Le « nous » a fonction d'étiquette, d'engloutissement des réalités sociales hiérarchiques, sans oublier la création de ceux et celles qui ne seraient pas nous, donc les autres.

Le « nous » de la presse, le « on » des commentateurs, comme « La France » des uns, la « nation » des autres, des journalistes, des experts, de ceux qui savent et débitent leurs bêtises, souvent criminelles, comme des vérités que rien ne saurait contredire. Il ne s'agit pas d'arguments mais de mots, d'idéologie, de domination, d'exclusion.

Il faut lire les critiques savoureuses de l'auteur sur la presse américaine, sur son fonctionnement en lien avec les opérations militaires (« La description occidentale de »l'Islam » répond à un objectif : la conquête »), sur l'indigence crasse de la majorité des commentateurs.

Je signale particulièrement le dernier chapitre « Savoir et pouvoir ». Edward W. Saïd y critique les orientalistes, ceux qui inventent et perpétuent un Orient immuable et singulièrement façonné aux intérêts de ceux qui se proclament l'universel, mesure de toute chose.

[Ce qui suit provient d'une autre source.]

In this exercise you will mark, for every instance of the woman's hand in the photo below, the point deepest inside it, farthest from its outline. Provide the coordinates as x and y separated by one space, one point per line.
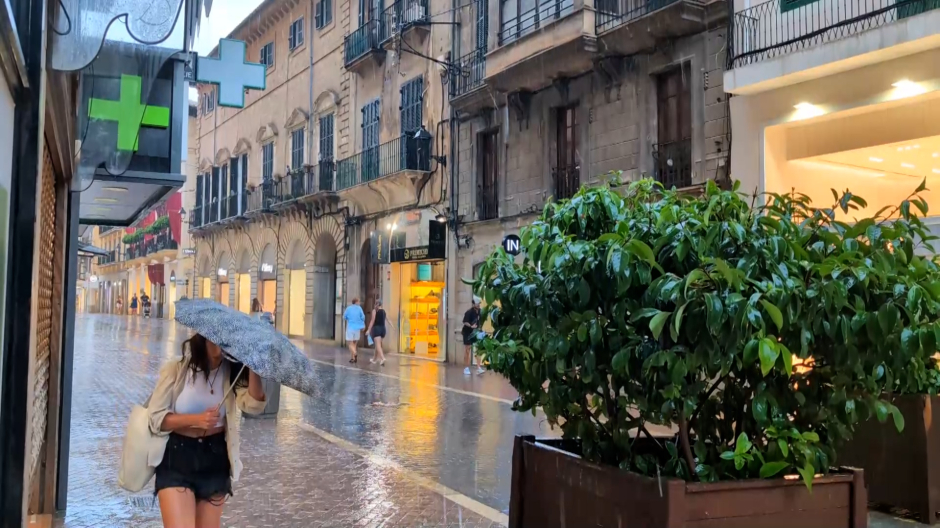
207 420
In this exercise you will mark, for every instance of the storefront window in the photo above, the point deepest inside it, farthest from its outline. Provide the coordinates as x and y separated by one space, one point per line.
422 308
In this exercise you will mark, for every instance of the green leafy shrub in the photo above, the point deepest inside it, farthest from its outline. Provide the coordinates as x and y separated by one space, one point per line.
761 335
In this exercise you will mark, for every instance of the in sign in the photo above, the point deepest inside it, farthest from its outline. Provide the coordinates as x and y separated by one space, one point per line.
512 244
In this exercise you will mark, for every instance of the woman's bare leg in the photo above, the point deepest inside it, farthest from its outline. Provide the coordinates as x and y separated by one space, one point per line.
178 508
209 513
379 353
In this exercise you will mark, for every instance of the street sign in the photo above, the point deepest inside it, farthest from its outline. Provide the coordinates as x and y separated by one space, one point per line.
231 72
512 244
129 113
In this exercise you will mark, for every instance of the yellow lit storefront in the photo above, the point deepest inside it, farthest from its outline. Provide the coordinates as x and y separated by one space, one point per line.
415 246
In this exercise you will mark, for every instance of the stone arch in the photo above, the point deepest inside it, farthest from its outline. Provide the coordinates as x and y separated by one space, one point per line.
298 118
243 146
266 133
223 156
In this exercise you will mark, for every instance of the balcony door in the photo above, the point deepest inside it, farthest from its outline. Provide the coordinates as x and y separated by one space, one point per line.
672 153
567 171
371 115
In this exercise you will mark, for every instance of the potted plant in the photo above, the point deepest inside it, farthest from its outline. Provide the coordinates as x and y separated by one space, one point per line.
759 335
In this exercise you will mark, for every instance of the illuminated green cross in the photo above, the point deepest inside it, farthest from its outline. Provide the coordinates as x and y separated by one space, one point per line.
129 113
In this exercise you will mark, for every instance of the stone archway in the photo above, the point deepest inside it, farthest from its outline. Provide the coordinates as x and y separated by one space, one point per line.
324 287
267 278
295 288
243 281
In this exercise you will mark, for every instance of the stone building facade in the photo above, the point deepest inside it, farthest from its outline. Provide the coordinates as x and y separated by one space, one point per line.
396 145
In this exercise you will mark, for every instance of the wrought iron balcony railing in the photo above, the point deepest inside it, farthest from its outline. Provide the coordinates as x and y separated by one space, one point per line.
514 28
400 154
615 13
567 181
770 29
366 38
403 14
471 69
673 163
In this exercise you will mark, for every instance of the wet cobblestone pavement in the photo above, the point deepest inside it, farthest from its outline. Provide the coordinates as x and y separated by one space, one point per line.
391 446
410 444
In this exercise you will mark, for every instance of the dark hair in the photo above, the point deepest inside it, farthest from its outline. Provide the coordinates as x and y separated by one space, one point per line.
199 361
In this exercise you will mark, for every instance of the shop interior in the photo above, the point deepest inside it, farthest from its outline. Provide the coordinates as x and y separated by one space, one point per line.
881 153
421 307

Il convient d'opposer à ces auto-désignés experts, une autre conception du savoir « un objet de recherches et de contestations, non une récitation passive de faits et de visions »autorisées » »

Et l'auteur de souligner « le savoir qui porte sur la société humaine et non sur le monde naturel est par définition un savoir historique, basé sur le jugement et l'interprétation ».

Les critiques de l'auteur pourrait malheureusement être élargis à de nombreux travaux de sociologues, même critiques, à tous ceux/celles qui oublient par exemple, en permanence la hiérarchisation des sexes et parlent de « l'homme » et invisibilisent les femmes, de ceux/celles qui parlent des « noirs » et considèrent que le blanc n'est pas une couleur, de ceux/celles qui ……, chacun-e pourra compléter à sa guise cette longue liste de naturalisation ou d'essentialisation des êtres, des faits sociaux.